In our case, we have two equations with two variables, x and y. Our mission, should we choose to accept it (and we do!), is to find the values of x and y that make both equations true. Let’s get started!

Choosing a Solution Method

There are a few common methods for solving systems of equations, including:

• Substitution: Solve one equation for one variable and substitute that expression into the other equation.
• Elimination (or Addition): Manipulate the equations so that when you add or subtract them, one of the variables cancels out.
• Graphing: Graph both equations and find the point where they intersect. This method is useful for visualizing the solution, but it's not always the most accurate, especially if the solutions aren't integers.

For this particular system, substitution looks like the easiest route because the first equation is already solved for y. This means we can directly substitute the expression for y from the first equation into the second equation. This will leave us with one equation in terms of x only, which we can then easily solve.

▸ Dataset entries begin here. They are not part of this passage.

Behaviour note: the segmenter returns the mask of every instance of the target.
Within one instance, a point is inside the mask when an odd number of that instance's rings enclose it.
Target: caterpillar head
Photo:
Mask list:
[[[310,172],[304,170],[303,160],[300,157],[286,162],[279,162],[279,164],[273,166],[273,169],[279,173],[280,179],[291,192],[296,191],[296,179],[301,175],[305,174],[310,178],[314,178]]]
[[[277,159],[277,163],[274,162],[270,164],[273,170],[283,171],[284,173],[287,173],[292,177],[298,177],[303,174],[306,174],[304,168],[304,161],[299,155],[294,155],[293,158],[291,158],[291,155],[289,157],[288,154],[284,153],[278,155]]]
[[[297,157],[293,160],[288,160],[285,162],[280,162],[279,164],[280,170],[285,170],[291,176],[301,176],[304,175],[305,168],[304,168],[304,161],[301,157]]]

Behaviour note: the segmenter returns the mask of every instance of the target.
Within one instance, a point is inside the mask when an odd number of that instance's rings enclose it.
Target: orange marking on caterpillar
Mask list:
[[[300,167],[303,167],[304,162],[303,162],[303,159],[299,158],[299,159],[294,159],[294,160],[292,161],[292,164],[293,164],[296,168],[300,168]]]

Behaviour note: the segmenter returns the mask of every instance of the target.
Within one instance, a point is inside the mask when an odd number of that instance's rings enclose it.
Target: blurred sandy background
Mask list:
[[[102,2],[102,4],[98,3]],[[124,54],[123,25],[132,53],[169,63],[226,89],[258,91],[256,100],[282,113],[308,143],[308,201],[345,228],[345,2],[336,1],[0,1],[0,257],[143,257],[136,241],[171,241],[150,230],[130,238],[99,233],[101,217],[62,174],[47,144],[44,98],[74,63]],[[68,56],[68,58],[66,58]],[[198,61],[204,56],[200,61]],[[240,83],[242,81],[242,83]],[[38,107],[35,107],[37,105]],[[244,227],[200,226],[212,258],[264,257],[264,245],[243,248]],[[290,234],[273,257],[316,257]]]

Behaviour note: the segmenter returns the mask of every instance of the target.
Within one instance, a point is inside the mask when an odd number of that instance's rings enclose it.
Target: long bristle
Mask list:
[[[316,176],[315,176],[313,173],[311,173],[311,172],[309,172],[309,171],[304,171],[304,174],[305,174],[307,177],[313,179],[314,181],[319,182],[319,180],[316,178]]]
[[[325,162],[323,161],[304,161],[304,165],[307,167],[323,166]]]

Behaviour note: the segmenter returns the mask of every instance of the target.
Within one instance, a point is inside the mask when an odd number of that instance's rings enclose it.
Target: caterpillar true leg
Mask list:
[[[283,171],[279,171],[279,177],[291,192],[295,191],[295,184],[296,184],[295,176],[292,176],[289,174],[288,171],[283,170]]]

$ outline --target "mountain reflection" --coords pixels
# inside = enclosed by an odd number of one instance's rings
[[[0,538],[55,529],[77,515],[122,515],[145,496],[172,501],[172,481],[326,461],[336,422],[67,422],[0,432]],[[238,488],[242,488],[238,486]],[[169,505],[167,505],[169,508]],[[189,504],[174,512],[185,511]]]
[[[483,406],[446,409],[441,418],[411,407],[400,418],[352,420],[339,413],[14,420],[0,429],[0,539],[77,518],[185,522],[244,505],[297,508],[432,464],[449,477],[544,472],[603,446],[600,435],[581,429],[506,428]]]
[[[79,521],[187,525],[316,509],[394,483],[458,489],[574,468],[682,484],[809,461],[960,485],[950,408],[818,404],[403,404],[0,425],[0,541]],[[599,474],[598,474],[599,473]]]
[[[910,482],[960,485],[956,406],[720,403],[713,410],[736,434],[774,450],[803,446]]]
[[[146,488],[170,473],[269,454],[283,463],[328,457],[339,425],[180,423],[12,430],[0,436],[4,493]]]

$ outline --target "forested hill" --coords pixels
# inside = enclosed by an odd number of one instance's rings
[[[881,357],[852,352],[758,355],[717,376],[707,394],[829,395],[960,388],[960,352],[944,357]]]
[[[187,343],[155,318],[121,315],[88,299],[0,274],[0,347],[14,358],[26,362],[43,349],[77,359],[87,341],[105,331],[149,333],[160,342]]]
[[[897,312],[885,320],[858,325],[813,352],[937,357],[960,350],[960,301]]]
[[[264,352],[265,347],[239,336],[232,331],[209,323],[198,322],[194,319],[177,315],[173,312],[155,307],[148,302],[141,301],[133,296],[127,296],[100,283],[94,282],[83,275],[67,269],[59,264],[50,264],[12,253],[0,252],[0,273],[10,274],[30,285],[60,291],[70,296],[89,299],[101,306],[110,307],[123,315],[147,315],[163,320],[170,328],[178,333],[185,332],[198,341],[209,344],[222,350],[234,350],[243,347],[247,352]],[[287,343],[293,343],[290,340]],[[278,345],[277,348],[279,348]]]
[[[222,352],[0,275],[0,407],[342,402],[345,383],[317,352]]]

Solving by Substitution: Step-by-Step

Okay, let's get our hands dirty! Here's how we'll solve the system using substitution:

1. Identify the Equations:

   We have:

   • Equation 1: $y = \frac{1}{2}x + \frac{3}{4}$
   • Equation 2: $-6x + 12y = -47$

2. Substitute:

   Since Equation 1 is already solved for y, we'll substitute the expression $\frac{1}{2}x + \frac{3}{4}$ for y in Equation 2:

   $-6x + 12(\frac{1}{2}x + \frac{3}{4}) = -47$

3. Simplify and Solve for x:

   Now we have an equation with only one variable, x. Let's simplify and solve it:

   • $-6x + 6x + 9 = -47$
   • $9 = -47$ Wait a minute! This doesn't look right.

4. Analyze the Result

   We arrived at the statement $9 = -47$, which is clearly false. This means that there is no solution to this system of equations. The two equations represent lines that are parallel and never intersect. Therefore, no values of x and y can satisfy both equations simultaneously.

Why No Solution?

It's always good to understand why a system might have no solution. In this case, let's rewrite the second equation in slope-intercept form (y = mx + b) to compare it with the first equation.

Starting with $-6x + 12y = -47$, we can solve for y:

1. Add 6x to both sides: $12y = 6x - 47$
2. Divide both sides by 12: $y = \frac{1}{2}x - \frac{47}{12}$

Now we can clearly see the two equations in slope-intercept form:

• Equation 1: $y = \frac{1}{2}x + \frac{3}{4}$
• Equation 2 (rewritten): $y = \frac{1}{2}x - \frac{47}{12}$

Notice that both equations have the same slope ($\frac{1}{2}$), but different y-intercepts ($\frac{3}{4}$ and $-\frac{47}{12}$). This means the lines are parallel and will never intersect, confirming that there is no solution to the system.

Key Takeaways

• Systems of equations can have one solution, no solutions, or infinitely many solutions.
• Substitution is a powerful method for solving systems when one equation is already solved for a variable.
• If you arrive at a contradiction (like 9 = -47) when solving, the system has no solution.
• Parallel lines (lines with the same slope but different y-intercepts) represent systems with no solutions.

So, there you have it! Even though this system had no solution, we learned valuable techniques for solving systems of equations in general. Keep practicing, and you'll become a system-solving superstar in no time!